In den vergangenen Tagen haben Unbekannte mehrfach versucht, bei Konstanzer Betrieben Geldüberweisungen auf ausländische Konten zu veranlassen. Dabei erhielten Buchhalter der Firmen und weitere Personen, die berechtigt Zugang zu den Geschäftskonten haben, per E-Mail Mitteilungen mit den Absenderdaten des tatsächlichen Geschäftsführers und wurden darin aufgefordert, größere Geldbeträge wegen angeblicher kurzfristiger Geschäftsabschlüsse ins Ausland zu transferieren.

Um dem Nachdruck zu verleihen, wurde im Namen des Geschäftsführers teilweise auf die Gefahr hingewiesen, dass bei einer verzögerten Überweisung ein größerer Geschäftsabschluss gefährdet ist und in diesem Fall Nachteile für den Mitarbeiter zu drohen. Diesen Sachverhalt teilte die Polizei in ihrem Pressebericht mit.
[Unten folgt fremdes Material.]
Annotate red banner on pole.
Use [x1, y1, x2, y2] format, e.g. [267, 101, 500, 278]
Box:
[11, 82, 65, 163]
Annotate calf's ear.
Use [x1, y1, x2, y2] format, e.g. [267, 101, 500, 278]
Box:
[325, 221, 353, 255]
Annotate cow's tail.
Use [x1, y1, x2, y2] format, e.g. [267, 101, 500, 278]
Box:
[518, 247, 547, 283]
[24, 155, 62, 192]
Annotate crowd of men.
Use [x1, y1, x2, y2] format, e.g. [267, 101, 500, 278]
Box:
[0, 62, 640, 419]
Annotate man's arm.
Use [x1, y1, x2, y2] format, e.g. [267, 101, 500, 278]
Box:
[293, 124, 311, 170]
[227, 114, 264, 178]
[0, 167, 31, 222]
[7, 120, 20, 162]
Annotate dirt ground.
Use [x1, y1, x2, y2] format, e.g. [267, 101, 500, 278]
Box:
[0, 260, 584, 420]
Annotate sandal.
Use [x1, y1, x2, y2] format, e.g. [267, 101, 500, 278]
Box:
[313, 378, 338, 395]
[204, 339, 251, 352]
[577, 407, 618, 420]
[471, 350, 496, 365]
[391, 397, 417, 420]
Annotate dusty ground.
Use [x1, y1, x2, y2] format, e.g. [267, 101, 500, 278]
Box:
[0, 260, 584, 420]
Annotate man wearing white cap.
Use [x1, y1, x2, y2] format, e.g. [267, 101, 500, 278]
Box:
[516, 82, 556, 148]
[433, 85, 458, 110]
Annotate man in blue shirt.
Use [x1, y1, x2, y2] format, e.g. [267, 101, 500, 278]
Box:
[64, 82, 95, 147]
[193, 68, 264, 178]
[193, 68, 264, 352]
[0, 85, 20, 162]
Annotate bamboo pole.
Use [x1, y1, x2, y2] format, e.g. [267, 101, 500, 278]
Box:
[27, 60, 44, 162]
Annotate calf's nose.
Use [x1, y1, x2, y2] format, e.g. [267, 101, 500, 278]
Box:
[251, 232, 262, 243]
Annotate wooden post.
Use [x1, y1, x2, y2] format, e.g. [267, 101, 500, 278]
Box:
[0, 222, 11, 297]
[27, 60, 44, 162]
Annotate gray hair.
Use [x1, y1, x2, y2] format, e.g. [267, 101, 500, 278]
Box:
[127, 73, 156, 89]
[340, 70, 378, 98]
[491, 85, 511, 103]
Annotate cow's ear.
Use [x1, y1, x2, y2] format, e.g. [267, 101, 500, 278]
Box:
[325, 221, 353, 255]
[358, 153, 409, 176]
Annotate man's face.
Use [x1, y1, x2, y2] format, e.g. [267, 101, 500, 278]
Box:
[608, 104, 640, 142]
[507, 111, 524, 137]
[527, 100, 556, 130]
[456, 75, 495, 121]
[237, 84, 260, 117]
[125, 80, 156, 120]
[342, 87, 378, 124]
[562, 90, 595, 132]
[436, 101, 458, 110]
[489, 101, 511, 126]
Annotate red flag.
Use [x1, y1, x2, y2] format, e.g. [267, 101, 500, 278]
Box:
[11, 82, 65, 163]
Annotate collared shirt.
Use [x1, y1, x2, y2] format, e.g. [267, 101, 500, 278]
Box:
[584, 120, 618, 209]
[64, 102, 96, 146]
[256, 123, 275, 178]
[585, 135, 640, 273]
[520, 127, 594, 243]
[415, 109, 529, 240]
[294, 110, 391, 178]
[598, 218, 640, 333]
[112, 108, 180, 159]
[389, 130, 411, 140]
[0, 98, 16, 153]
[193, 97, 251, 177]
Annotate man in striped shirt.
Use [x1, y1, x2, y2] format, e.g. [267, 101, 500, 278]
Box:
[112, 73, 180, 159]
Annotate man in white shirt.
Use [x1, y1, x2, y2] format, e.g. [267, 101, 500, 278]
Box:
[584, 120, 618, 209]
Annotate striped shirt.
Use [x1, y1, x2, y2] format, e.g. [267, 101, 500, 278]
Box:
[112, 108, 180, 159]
Bei den registrierten Fällen hätten sich die Adressaten bei der echten Geschäftsführung rückversichert und erfahren, dass es sich wohl um einen Betrugsversuch handelte.

Die Polizei warnt vor dieser bekannten Masche und rät, sich bei Geldtransaktionen von Geschäftskonten zwingend bei dem jeweils Verantwortlichen über deren Richtigkeit zu versichern. Im Verdachtsfall sollte die Polizei verständigt werden.